O diretor do teatro estava lendo os jornais, com os pés espichados sôbre a mesa, quando o contínuo anunciou-lhe: "Dr. Brício Bricioli quer falar com o senhor". "Quem é êste cara?" "Alega ser empresário internacional de bale clássico". "Entre, que entre, vamos ver o que quer". Surgiu um homem de nariz adunco, bigodinho com pontas reviradas para o alto e gravata borboleta. "Qual é o seu caso?” "Meu caso? ora, meu senhor, dar-lhe a oportunidade de tirar o nome do teatro da lama", "O que é que se pode fazer? A falta de talento anda crônica e os artistas estrangeiros só recebem em dólar puxadíssimo". "Pois a preço camarada trago-lhe a chance de soerguer esta casa, mediante uma execução do Espectro da Rosa, com o famoso Trifunis". "O senhor está doido? Na verdade, desde o Nijinski, não tem graça ver o assunto dançado por ninguém; aliás, nem sei quem é êsse Trifunis". "Permita-lhe dizer que está por fora" - puxou da pasta recortes de jornais da Venezuela, Honduras, Guatemala e Guiana Holandesa: -"Veja o noticiário, as fotos e os comentários"; O negócio era, realmente, ultra-encomiástico, alguns críticos diziam mesmo que o homem era o nôvo Nijinski, talvez ainda melhor, seu pulo era inacreditável. "Mas quantos milhões quer o homem?" "Aí está, muito menos do que pensa, êle tem amor à arte, basta dois milhões para êle, enquanto nós dividiremos a receita das entradas, pelas quais o senhor cobrará os olhos da cara". "Genial! Amanhã mesmo pode iniciar os ensaios, enquanto já vou hoje tratando da publicidade".
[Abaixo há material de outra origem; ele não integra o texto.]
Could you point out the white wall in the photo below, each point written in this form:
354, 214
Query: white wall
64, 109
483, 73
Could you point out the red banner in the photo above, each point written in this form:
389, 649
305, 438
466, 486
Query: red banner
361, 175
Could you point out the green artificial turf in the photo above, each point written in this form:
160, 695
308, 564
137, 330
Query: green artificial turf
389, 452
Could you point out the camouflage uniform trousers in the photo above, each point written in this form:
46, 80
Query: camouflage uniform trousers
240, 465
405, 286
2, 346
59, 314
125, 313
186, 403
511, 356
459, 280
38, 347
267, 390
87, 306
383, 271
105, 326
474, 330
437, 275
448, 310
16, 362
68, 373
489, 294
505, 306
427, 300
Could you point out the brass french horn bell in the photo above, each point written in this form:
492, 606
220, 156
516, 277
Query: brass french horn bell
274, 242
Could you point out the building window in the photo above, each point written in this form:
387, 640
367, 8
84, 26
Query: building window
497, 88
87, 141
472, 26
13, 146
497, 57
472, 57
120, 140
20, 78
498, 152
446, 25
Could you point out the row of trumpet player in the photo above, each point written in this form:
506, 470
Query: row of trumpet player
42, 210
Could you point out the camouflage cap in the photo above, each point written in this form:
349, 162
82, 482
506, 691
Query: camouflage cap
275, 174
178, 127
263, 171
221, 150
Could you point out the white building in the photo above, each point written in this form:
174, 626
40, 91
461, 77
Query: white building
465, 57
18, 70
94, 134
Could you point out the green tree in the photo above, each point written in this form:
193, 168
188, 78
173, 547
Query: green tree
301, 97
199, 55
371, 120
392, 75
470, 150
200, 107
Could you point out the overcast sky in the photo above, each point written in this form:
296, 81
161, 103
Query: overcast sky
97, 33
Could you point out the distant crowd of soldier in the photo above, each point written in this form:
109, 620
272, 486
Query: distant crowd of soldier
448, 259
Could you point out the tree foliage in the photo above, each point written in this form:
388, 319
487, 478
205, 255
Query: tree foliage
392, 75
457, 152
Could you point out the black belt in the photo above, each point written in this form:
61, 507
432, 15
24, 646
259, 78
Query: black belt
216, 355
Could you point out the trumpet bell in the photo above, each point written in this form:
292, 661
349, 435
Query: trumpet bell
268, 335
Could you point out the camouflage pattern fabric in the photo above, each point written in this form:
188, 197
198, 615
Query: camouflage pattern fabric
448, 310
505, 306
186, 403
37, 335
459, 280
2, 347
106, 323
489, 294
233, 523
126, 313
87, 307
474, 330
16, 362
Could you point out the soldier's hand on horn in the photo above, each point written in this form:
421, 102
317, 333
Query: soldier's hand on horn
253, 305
No dia seguinte, o diretor chegou no teatro, à hora do ensaio. Lá estava o empresário prá-la-prá·cá: então aproximou-se e indagou: "Quem é aquêle sujeito balofo ali no palco?" "Ora, é o Trifunis". "O senhor está brincando, como é que êle dança com tal corpanzil?" "Aí é que está, o público, hoje em dia, não acredita em physique du rôle; aliás, nem êle precisa saber pular". "Meu Deus!" "Veja aqui, a famosa entrada do espectro será propiciada por êste trampolim enquanto, naquele, círculo desenhado no tablado, adaptamos uma sequência de molas sob os tacos que o farão elevar-se naqueles ballons que glorificaram Nijinski". "Mas isto é uma farsa!" "O teatro é farsa - o senhor vai desistir?" "Agora, não posso mais, mas espero que tudo dê certo". "Vai ser fabuloso".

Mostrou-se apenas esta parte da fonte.